Though lead actor Larry Drake has unfortunately passed. I am sure it is ripe for a reimagining. I mean if Corbin Bernsen had THE DENTIST series of films. Which were a rather guilty pleasure of mine. Why not DR. GIGGLES?
While this film is not the best it fulfills a certain uncentered feel during the film. Where you laugh one minute, groan the next, then finally are appalled the following.
This film has an old-school vibe that while not classic like the universal monsters. Feels like some kind of attempt to create a more studio-friendly one.
The problem is that the film isn’t really that scary. Nor as violent as one would expect. The only time it even really gets grimy is a gory birth or rebirth scene in flashback. As the film is campier than anything. That keeps trying to make you laugh at the macabre.
It’s an example of the rather soft horror films studios were putting out At the time. This film feels more suited for 13-year-olds rather than adults with its goofiness at times as it gets over the top with puns and one-liners and the doctor having overgrown murder tools and accessories that couldn’t have been bought. So they must have been created. Making him quite the artist as well. Though also makes him come off as a crazed clown with an identity crisis. Which makes an odd screen psychopathic killer.
Director, Manny Coto, revealed that the MPAA told him he had a lot of work to do on the film before they could give it an R rating. They had to cut out a lot of the gore because the MPAA was particularly harsh on them since horror films faced heavy censorship in the early 1990s. Which would explain why the film feels so clean when it comes to deaths and violence. Nothing really terror-inducing
Larry Drake is an all-star here. He does an impressive job and is memorable. As he usually did in other films. He is a favorite in the DARKMAN series of films. He never quite got his break as a more popular character actor. Hard to believe he was actually considered only after Ted Danson and Matt Frewer turned the part down
The problem here is that his film is meant to be an introduction, but feels more like a sequel of sorts. Where we are supposed to know about him already. We see the doctor in action more as a phantom in the background. So we never get to see exactly how dangerous he was originally. So the murders he commits here seem more secondhand. Not as shocking or powerful As they should feel.

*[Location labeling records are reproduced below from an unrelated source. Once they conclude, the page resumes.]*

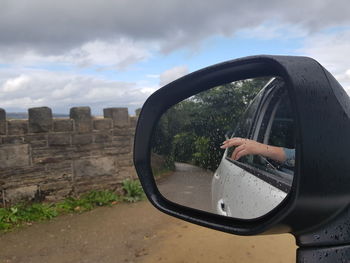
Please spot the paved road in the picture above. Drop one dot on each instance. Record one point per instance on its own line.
(188, 185)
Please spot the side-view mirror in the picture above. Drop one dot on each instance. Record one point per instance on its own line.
(281, 168)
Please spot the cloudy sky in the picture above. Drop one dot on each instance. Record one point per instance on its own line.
(112, 53)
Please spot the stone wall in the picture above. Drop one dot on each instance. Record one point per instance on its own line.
(48, 159)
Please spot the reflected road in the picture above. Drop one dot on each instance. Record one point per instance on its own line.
(189, 186)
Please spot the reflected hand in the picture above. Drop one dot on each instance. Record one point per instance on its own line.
(243, 147)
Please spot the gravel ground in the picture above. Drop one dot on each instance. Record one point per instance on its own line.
(136, 233)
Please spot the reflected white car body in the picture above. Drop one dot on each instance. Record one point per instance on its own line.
(240, 194)
(243, 191)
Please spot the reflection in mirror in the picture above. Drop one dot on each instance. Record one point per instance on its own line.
(246, 174)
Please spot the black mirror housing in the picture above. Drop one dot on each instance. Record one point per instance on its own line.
(321, 109)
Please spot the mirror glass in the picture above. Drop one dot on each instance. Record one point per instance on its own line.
(229, 150)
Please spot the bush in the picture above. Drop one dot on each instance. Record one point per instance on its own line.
(25, 213)
(133, 191)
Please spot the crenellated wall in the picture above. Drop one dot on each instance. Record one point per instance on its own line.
(44, 158)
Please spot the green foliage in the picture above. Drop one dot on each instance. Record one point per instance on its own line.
(26, 213)
(133, 191)
(193, 130)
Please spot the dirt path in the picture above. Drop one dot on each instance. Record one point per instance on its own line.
(136, 233)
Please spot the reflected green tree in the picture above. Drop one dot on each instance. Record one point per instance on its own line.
(193, 130)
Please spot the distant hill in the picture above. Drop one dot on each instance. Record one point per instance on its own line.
(24, 115)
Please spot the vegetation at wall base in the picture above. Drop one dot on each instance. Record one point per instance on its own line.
(133, 191)
(26, 213)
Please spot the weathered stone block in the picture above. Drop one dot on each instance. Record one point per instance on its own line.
(133, 121)
(94, 167)
(17, 127)
(13, 140)
(63, 139)
(2, 122)
(82, 119)
(37, 140)
(62, 125)
(82, 139)
(102, 124)
(40, 119)
(120, 116)
(14, 155)
(19, 194)
(103, 138)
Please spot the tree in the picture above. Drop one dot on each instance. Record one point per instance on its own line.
(193, 130)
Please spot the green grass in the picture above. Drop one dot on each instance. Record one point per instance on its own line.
(21, 214)
(133, 191)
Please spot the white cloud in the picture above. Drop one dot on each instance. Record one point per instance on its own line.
(15, 84)
(117, 54)
(60, 91)
(172, 74)
(332, 50)
(273, 30)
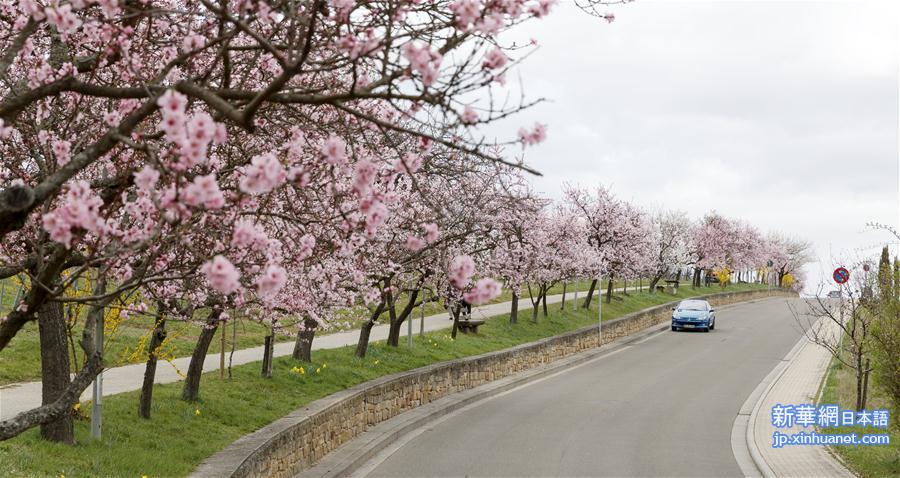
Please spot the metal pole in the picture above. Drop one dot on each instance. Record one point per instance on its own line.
(575, 302)
(97, 410)
(599, 319)
(222, 353)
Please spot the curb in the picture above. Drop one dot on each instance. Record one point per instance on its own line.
(762, 468)
(745, 422)
(269, 448)
(348, 459)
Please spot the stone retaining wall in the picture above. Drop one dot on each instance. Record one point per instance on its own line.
(295, 442)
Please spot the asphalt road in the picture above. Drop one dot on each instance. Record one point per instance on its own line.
(662, 407)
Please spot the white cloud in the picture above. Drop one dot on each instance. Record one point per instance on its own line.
(782, 113)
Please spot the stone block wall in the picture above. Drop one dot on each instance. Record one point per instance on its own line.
(297, 441)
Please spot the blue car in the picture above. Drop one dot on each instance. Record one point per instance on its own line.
(693, 314)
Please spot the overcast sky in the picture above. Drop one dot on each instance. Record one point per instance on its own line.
(784, 114)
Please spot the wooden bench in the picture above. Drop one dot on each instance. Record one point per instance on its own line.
(466, 325)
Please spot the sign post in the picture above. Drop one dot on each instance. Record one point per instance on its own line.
(841, 275)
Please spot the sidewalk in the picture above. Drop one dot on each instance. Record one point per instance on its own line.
(25, 396)
(798, 384)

The rest of the cast unfortunately is forgettable as they just seem your average type cliche one-note characters. There didn’t seem to be an effort to humanize them. So as they are slaughtered you feel nothing or rather cheer for their demise. Making for a macabre crowd pleaser. The film is as fun as the title suggests. One just wishes there was more to it. As it easily runs out of room with its initial premise. So it keeps adding to pad out the film. Though really the film feels like an attempt to make a big-screen slasher. Though ends up coming across more as the type you would see in a film that needs a horror film for the characters to watch that could be very generic but needs a hook.
I find myself being more kind to this film than maybe I should as it is a childhood favorite. When I stuck to mainly studio horror films out of fear of the more extreme ones.